Mix And Match
There are only a few data types that make me nervous when I see them:
- MAX strings, or approaching the upper byte limit (except for dynamic SQL)
- XML
- sql_variant
It doesn’t matter if they’re stored procedure parameters, or if they’re declared as local variables. When they show up, I expect something bad to happen.
One thing that makes me really nervous about string data specifically, is that many developers don’t pay close attention to varchar vs. nvarchar.

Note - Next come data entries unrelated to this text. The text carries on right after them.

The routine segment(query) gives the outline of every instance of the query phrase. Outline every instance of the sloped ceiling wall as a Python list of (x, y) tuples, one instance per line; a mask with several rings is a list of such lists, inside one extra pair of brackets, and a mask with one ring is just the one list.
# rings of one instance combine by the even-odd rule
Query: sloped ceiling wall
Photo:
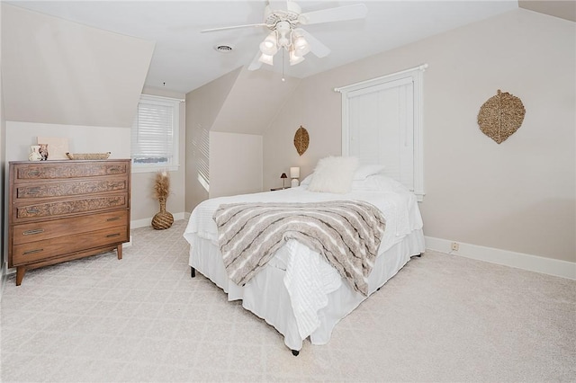
[(6, 120), (131, 126), (153, 41), (1, 6)]
[(211, 130), (261, 135), (276, 116), (300, 79), (265, 69), (238, 73)]

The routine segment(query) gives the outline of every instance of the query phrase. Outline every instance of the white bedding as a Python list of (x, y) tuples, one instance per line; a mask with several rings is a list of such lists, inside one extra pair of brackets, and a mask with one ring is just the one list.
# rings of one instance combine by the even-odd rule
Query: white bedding
[[(336, 323), (365, 297), (347, 286), (322, 255), (295, 240), (289, 240), (278, 250), (266, 268), (260, 272), (263, 275), (256, 275), (243, 287), (235, 285), (228, 280), (223, 268), (221, 254), (218, 249), (217, 227), (212, 215), (222, 203), (315, 202), (337, 200), (368, 201), (380, 209), (386, 218), (386, 229), (378, 252), (376, 266), (369, 280), (371, 294), (393, 276), (410, 260), (410, 255), (424, 252), (422, 219), (416, 197), (400, 185), (393, 186), (385, 191), (353, 189), (349, 193), (333, 194), (309, 192), (307, 186), (303, 185), (282, 191), (204, 200), (192, 212), (184, 234), (191, 244), (190, 266), (228, 292), (230, 300), (243, 299), (246, 308), (266, 319), (284, 335), (284, 343), (292, 350), (300, 350), (302, 340), (309, 336), (314, 343), (325, 343), (329, 340)], [(402, 244), (402, 241), (405, 243)], [(207, 251), (209, 247), (210, 251)], [(381, 259), (383, 256), (392, 259)], [(276, 281), (278, 279), (281, 283)], [(278, 292), (285, 298), (279, 299), (284, 305), (282, 308), (270, 309), (271, 299), (266, 299), (266, 297), (273, 296), (268, 291), (271, 289), (285, 290)], [(262, 289), (266, 289), (267, 293), (260, 291)], [(274, 299), (276, 298), (277, 297)], [(331, 307), (330, 304), (338, 307)], [(332, 311), (334, 312), (329, 314)], [(277, 313), (285, 315), (282, 316)]]

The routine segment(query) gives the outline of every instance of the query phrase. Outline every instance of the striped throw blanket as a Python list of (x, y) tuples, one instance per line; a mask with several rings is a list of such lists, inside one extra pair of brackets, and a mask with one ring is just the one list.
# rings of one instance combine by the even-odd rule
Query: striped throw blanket
[(224, 266), (236, 284), (250, 281), (284, 241), (293, 238), (322, 254), (366, 296), (386, 227), (376, 207), (357, 200), (223, 204), (213, 218)]

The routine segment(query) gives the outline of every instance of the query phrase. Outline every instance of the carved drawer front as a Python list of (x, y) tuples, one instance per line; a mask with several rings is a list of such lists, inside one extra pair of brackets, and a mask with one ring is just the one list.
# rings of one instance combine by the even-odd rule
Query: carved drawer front
[(21, 245), (63, 236), (86, 233), (106, 227), (128, 226), (128, 211), (119, 210), (89, 216), (73, 217), (47, 222), (16, 225), (13, 232), (13, 244)]
[(128, 227), (123, 226), (16, 245), (14, 246), (13, 263), (17, 266), (63, 254), (128, 242)]
[(128, 180), (126, 178), (105, 177), (102, 180), (76, 181), (76, 182), (51, 182), (42, 183), (24, 184), (15, 186), (17, 200), (31, 198), (71, 197), (76, 195), (94, 194), (107, 192), (126, 192)]
[(57, 218), (76, 213), (128, 208), (128, 202), (126, 193), (38, 203), (31, 201), (31, 203), (21, 203), (15, 206), (14, 219), (14, 222), (19, 222), (26, 218)]
[(19, 164), (14, 166), (14, 182), (23, 180), (57, 180), (126, 174), (129, 164), (121, 161), (54, 161), (38, 165)]

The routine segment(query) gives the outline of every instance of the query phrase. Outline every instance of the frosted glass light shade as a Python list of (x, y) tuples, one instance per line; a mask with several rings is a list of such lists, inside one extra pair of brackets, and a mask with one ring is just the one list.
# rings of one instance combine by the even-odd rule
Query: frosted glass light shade
[(274, 56), (265, 55), (263, 53), (260, 55), (260, 58), (258, 58), (258, 61), (268, 65), (274, 65)]
[(260, 51), (266, 56), (274, 56), (276, 54), (278, 46), (276, 44), (276, 36), (274, 32), (266, 36), (264, 41), (260, 43)]
[(296, 65), (304, 61), (304, 58), (301, 56), (296, 56), (293, 50), (290, 51), (290, 65)]
[(310, 52), (310, 44), (303, 36), (298, 36), (294, 39), (294, 53), (296, 56), (303, 57)]

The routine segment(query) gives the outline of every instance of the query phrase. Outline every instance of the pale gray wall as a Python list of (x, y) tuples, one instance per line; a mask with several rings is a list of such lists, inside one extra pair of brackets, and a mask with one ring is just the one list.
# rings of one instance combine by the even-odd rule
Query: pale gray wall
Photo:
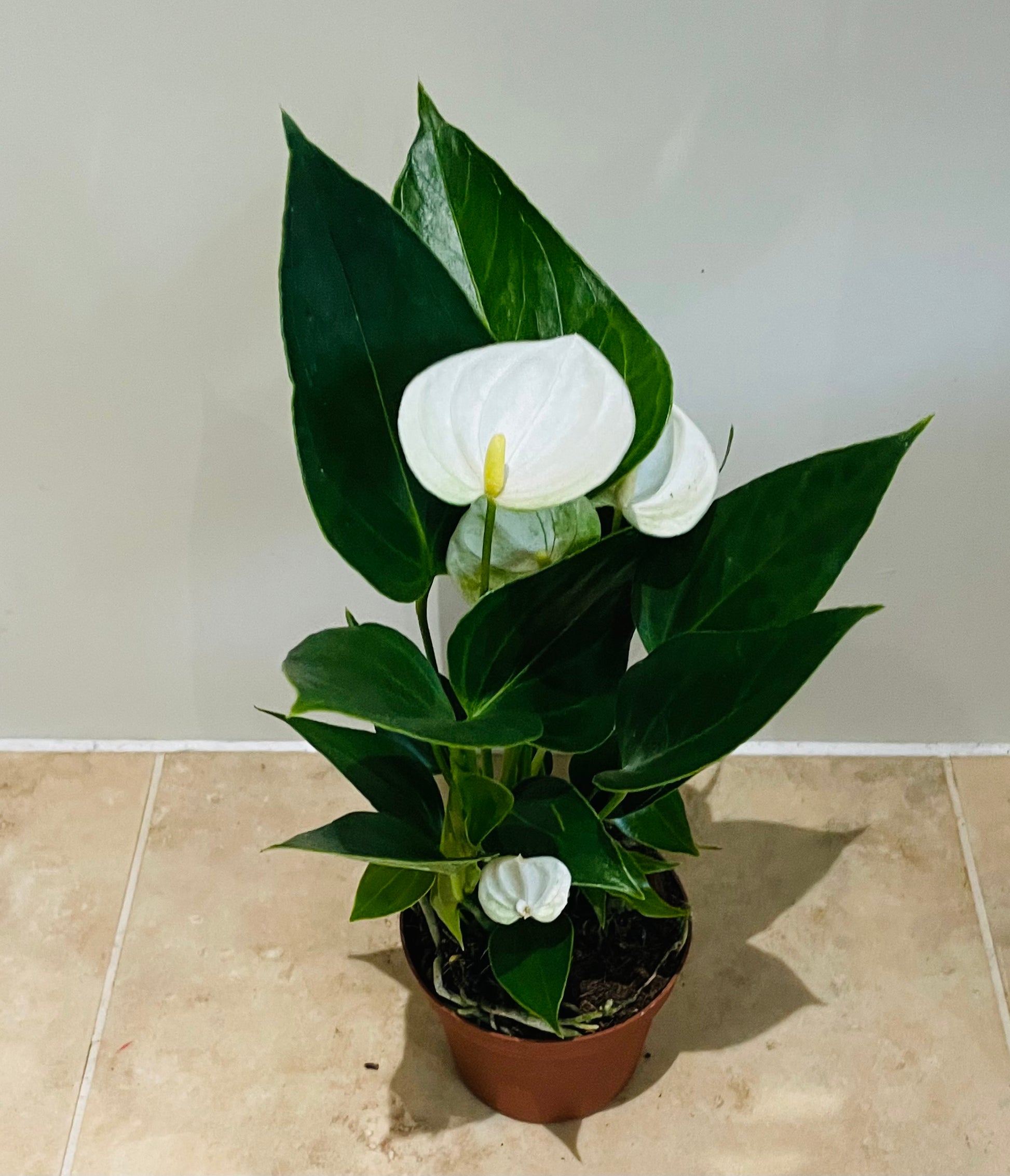
[(1008, 737), (1010, 5), (187, 0), (0, 16), (0, 735), (280, 737), (402, 619), (303, 500), (283, 105), (388, 192), (422, 78), (641, 314), (727, 485), (937, 420), (782, 739)]

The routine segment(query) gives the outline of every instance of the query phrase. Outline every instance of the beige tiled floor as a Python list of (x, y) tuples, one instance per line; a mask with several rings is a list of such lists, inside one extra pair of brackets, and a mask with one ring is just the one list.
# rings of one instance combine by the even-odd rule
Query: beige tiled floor
[[(149, 768), (0, 759), (0, 837), (27, 829), (0, 840), (0, 1171), (59, 1167)], [(1005, 976), (1010, 759), (954, 769)], [(690, 802), (722, 848), (683, 870), (682, 984), (622, 1100), (548, 1129), (459, 1084), (392, 922), (347, 922), (360, 867), (259, 851), (356, 807), (335, 773), (168, 756), (74, 1171), (1005, 1172), (1010, 1053), (943, 762), (734, 759)]]
[(0, 756), (0, 1171), (58, 1171), (153, 756)]

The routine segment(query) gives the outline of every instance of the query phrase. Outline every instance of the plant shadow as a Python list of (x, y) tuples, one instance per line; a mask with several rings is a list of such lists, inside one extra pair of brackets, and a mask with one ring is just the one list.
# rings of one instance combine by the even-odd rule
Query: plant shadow
[[(716, 821), (709, 802), (718, 776), (684, 789), (695, 838), (718, 846), (681, 876), (695, 934), (673, 998), (657, 1016), (647, 1057), (617, 1103), (648, 1090), (682, 1053), (725, 1049), (750, 1041), (792, 1013), (821, 1001), (776, 956), (748, 941), (769, 927), (831, 869), (862, 829), (818, 830), (772, 821)], [(399, 949), (356, 956), (403, 984), (403, 1058), (389, 1085), (392, 1130), (436, 1134), (487, 1118), (493, 1111), (455, 1076), (441, 1027), (417, 990)], [(549, 1124), (576, 1160), (578, 1123)]]

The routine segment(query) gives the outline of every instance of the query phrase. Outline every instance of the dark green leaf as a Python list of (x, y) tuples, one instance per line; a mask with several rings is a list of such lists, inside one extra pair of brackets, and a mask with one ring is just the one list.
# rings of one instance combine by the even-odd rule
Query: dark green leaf
[(693, 854), (695, 857), (698, 854), (683, 797), (676, 788), (644, 808), (614, 817), (613, 823), (621, 833), (643, 846), (651, 846), (653, 849), (663, 849), (669, 854)]
[(399, 866), (364, 867), (350, 922), (359, 918), (384, 918), (413, 907), (432, 889), (435, 875), (427, 870), (404, 870)]
[(400, 731), (383, 731), (383, 734), (387, 739), (393, 740), (402, 751), (423, 764), (433, 776), (437, 776), (442, 770), (435, 761), (430, 743), (414, 739), (412, 735), (403, 735)]
[(442, 796), (434, 776), (392, 736), (266, 713), (321, 751), (374, 809), (427, 827), (436, 836), (441, 831)]
[(614, 734), (591, 751), (573, 755), (568, 761), (568, 779), (583, 796), (589, 799), (596, 789), (594, 779), (601, 771), (614, 771), (620, 767), (621, 751), (617, 747), (617, 735)]
[(281, 314), (306, 490), (348, 563), (393, 600), (417, 600), (461, 510), (407, 468), (400, 399), (419, 372), (490, 336), (399, 213), (287, 115), (285, 132)]
[(489, 710), (536, 714), (543, 733), (535, 742), (557, 751), (607, 739), (628, 666), (640, 543), (636, 532), (621, 532), (488, 593), (466, 614), (448, 659), (471, 721)]
[(474, 846), (480, 846), (511, 811), (513, 794), (496, 780), (476, 773), (456, 773), (453, 789), (460, 796), (463, 827)]
[(596, 916), (596, 922), (600, 924), (601, 929), (607, 926), (607, 891), (596, 890), (593, 887), (584, 887), (582, 894), (586, 895), (586, 901), (593, 908), (593, 914)]
[(777, 629), (682, 633), (617, 691), (623, 767), (600, 788), (640, 791), (694, 775), (758, 731), (869, 608), (811, 613)]
[(540, 735), (540, 720), (519, 706), (506, 714), (489, 704), (479, 717), (457, 722), (424, 655), (384, 624), (314, 633), (288, 654), (283, 670), (297, 690), (294, 715), (335, 710), (452, 747), (501, 747)]
[(623, 901), (627, 902), (633, 910), (637, 910), (640, 915), (644, 915), (646, 918), (687, 918), (688, 915), (690, 915), (690, 907), (671, 907), (656, 894), (648, 882), (644, 884), (643, 889), (646, 891), (644, 897), (624, 897)]
[(561, 1035), (557, 1010), (571, 967), (574, 933), (567, 915), (553, 923), (521, 918), (496, 927), (488, 940), (488, 957), (495, 980), (508, 995)]
[(473, 860), (444, 858), (437, 840), (423, 829), (399, 821), (388, 813), (347, 813), (319, 829), (300, 833), (270, 849), (310, 849), (317, 854), (340, 854), (377, 866), (399, 866), (413, 870), (455, 874)]
[(624, 856), (630, 857), (635, 863), (635, 868), (646, 877), (650, 874), (668, 874), (670, 870), (677, 868), (676, 862), (661, 861), (658, 857), (650, 857), (648, 854), (640, 854), (634, 849), (626, 849)]
[[(457, 875), (459, 877), (459, 875)], [(449, 929), (453, 938), (463, 946), (463, 928), (460, 923), (460, 895), (453, 878), (440, 874), (432, 890), (432, 909)]]
[(456, 279), (496, 340), (578, 334), (624, 377), (635, 436), (611, 480), (633, 469), (670, 413), (660, 346), (497, 163), (449, 126), (422, 88), (421, 127), (393, 202)]
[(558, 857), (575, 886), (641, 894), (593, 806), (556, 776), (536, 776), (520, 784), (511, 813), (495, 830), (494, 846), (502, 854)]
[[(688, 566), (671, 569), (667, 584), (643, 576), (636, 610), (646, 648), (690, 629), (760, 629), (815, 609), (928, 423), (783, 466), (718, 499), (700, 550), (669, 548)], [(653, 572), (663, 552), (654, 548)]]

This doesn’t just apply to stored procedures. Many ORMs suffer the same issue with data types not being strongly typed, so you sometimes end up with all varchar(8000) or nvarchar(4000) input parameters, and other times end up with n/varchar strings with lengths inferred at compile-time based on the length of the string passed in. That means that if you have an ORM query that takes, let’s say a name as input, it might the infer the string as unicode when it shouldn’t, and if you were to pass in different names for different executions, you’d get all different plans, too.
- Erik: nvarchar(4)
- Kendra: nvarchar(5)
- Al: nvarchar(2)
- Tom: nvarchar(3)
You get the picture. It’s a nutty nightmare, and it’s made worse if the name column you’re searching is a varchar data type, regardless of length. But those are ORM problems, and we wield mighty stored procedures like sane and rational people.
Let’s play a game called pattern and anti-pattern.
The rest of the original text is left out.